Between them, Val and Jean-Paul soothed, encouraged, and literally held everything and everyone together…Jonas’s family as well as his business and employees.
On the second day of the seventh week, Val got home from work to find two men waiting for her. At the sight of Grace’s pale face, Val began to tremble. The men introduced themselves and proffered official-looking identification for her inspection. Feeling the world crashing in on her, Val swallowed convulsively as the older man began to speak.
“Mrs. Thorne, I regret that I must inform you of the death of your husband, Mr. Jonas Thorne.” He held out a small manila envelope, which she hadn’t noticed at first. “I further regret that these two personal possessions of your husband’s are all that we found at the scene of the devas—”
“No.” Val’s whisper silenced the man; the scream inside her head silenced her consciousness.
Jonas!
Chapter 9
Val fought through the last clinging webs of slumber. Confusion blurred the line between sleep and consciousness. A frown tugging her brows together, she blinked and glanced around the room.
Long fingers of late-afternoon sunlight speared through the filmy window curtains, creating patterns of gold and shadow on the opposite wall.
What time was it? Val wondered, striving for complete awareness. Late afternoon? Early evening? Shifting her head on the pillow, she stared at the bedside clock. Six thirty-four? What was she doing in bed at six thirty-four in the evening?
Reality r
eturned with sudden clarity, piercing the numbness, restoring memory, stripping away the protective buffer that desensitized her mental anguish.
Jonas!
Val’s thinking kicked into gear.
Those two official-looking men had said Jonas was… No, it wasn’t true; it couldn’t be true. Jonas couldn’t be… But they had identification, and it looked genuine. They had said they were from some federal department. They had said Jonas was… They had brought a small tan envelope that held his personal possessions. No, it could not be true….
Val’s eyes were now wide. Her gaze darted around the room, searching for a solid point of reference.
The mental wheels started to spin, and flung Val back seven weeks in time.
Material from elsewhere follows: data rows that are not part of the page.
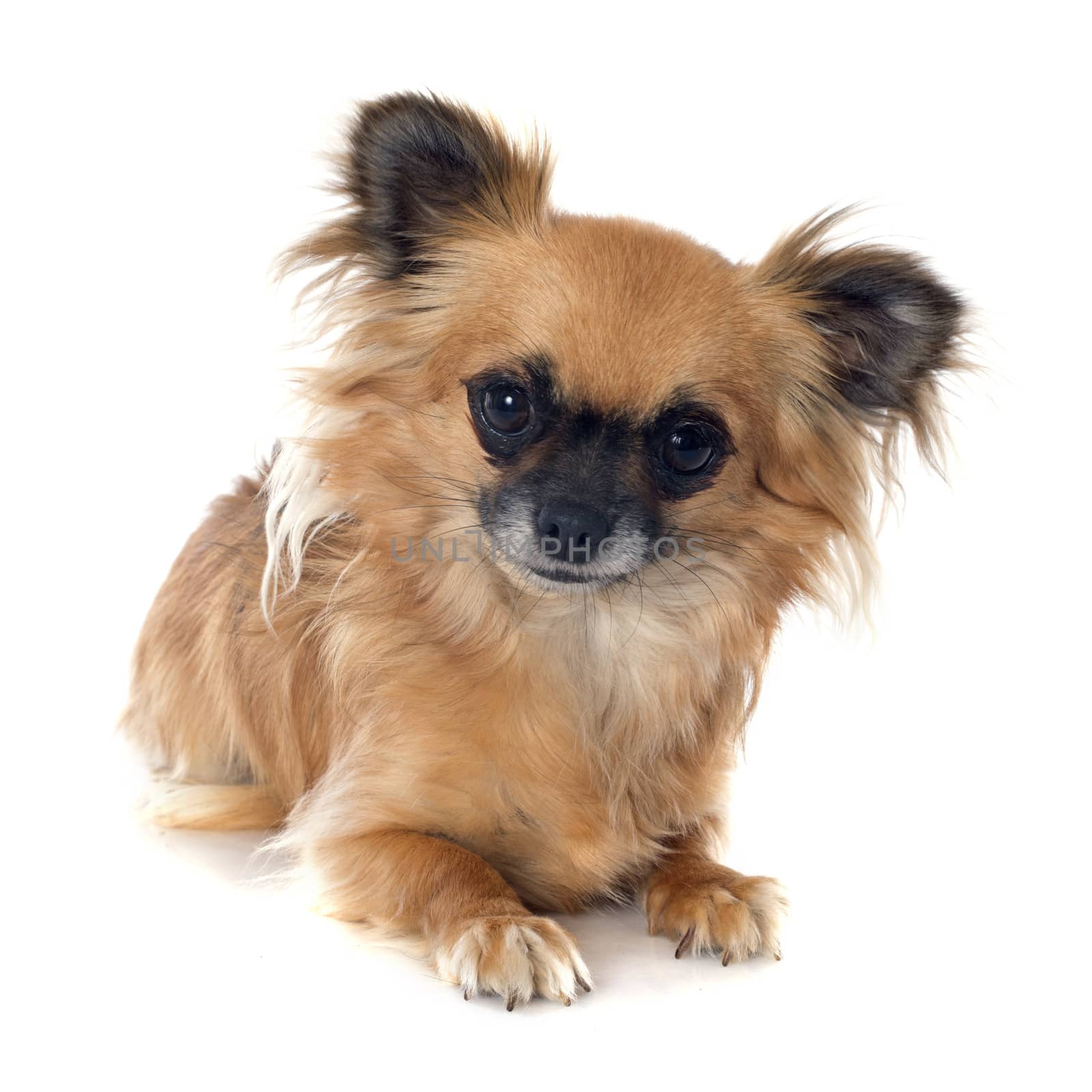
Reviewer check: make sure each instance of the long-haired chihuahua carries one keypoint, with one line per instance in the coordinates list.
(483, 640)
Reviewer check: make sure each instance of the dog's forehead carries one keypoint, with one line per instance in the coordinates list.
(628, 315)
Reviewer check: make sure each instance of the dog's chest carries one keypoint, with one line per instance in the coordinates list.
(564, 850)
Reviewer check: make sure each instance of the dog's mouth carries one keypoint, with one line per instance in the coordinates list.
(560, 569)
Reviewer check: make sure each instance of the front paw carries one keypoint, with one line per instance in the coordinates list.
(516, 957)
(710, 908)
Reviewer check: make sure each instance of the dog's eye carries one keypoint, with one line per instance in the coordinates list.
(507, 410)
(687, 450)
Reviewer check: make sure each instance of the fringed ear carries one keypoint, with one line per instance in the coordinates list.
(418, 167)
(889, 328)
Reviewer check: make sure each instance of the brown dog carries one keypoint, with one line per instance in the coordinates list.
(486, 638)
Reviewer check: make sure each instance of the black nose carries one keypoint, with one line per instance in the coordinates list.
(580, 529)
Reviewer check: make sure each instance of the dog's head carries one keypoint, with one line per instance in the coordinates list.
(607, 401)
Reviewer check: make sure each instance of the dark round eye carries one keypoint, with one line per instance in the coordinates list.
(687, 450)
(507, 410)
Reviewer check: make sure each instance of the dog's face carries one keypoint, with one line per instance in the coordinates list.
(613, 400)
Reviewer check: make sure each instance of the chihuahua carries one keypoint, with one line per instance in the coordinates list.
(483, 639)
The bedroom! Of course! That was it. She had been pacing the bedroom, frantic with worry, waiting for Jonas to call. The last she remembered it was sunrise. She hadn’t slept all night. That explained why she was in bed at six thirty-four in the evening. Exhausted, she must have finally fallen asleep, slept straight through the day. That was it. Had Jonas called? Had she missed Jonas’s call?
Something stripped the gears, sending a shudder from Val’s skull to her heels. Her thoughts stopped for a breath-catching instant. When her mind cranked up again, the rhythm was normal, unwinding regulated impulses of lucid thought.
Jonas hadn’t called at all. Jean-Paul had called. And it had not been earlier that morning. The call from Jean-Paul had come seven weeks ago.
Jonas was dead. He would never call again.
“No!” Val sprang up and off the bed as the denial burst from her aching throat. Nausea invaded her stomach, her head whirled, darkness closed in on her and she flailed her arms around for something to hold on to.
There was nothing there. Val went down. She heard her body thud onto the cushioning carpet, felt a jolt of pain, and responded with a startled cry.
Val was pushing herself into a sitting position when the bedroom door was flung open.
“Mon Dieu!” Jean-Paul exclaimed, bursting into the room, Grace at his heels. “Valerie, what has happened?” he asked dropping to one knee beside her.